Culture, condition and cognition: Beauty is in the ear of the beholder
An organism’s fitness hinges on producing progeny. In sexually reproducing organisms this requires finding a suitable mate: a process that crucially relies on mating signals which mediate mate recognition and choice. Although there is general agreement on the importance of mate choice in population dynamics and speciation processes, the often pronounced variation in female mating preferences within populations remain poorly understood.
My current research interests focuss on improving our understanding of developmental processes that contribute to such variation, namely sensory learning and state dependency of choice.

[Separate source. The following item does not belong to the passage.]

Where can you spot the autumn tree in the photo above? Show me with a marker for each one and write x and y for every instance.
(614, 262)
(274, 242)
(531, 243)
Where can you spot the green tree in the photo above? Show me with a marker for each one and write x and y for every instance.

Learning of female song preferences
Male songbirds have to learn their species and population specific mate attraction song from adult conspecifics. Do females’ early sensory experiences also shape their song preferences? I investigate how subadult sensory learning affects how attractive female birds find particular male songs and how important song learning is for them to develop stable and repeatable preferences.
Asking the birds: Developing avian questionaires
A crucial precondition for my research program is a reliable method to test female song preferences. Over the years, building on observations showing that song is so attractive to females that it can be used as a reward in an operant task (key pecking or perch hopping for song), I have validated such operant tests for female song preference testing. A great advantage of this testing paradigm is that females have active control: they decide how much song they want to hear when Females will readily perform such tasks as key pecking to obtain song exposure and by pecking for some songs more often than for others, reveal their song preferences.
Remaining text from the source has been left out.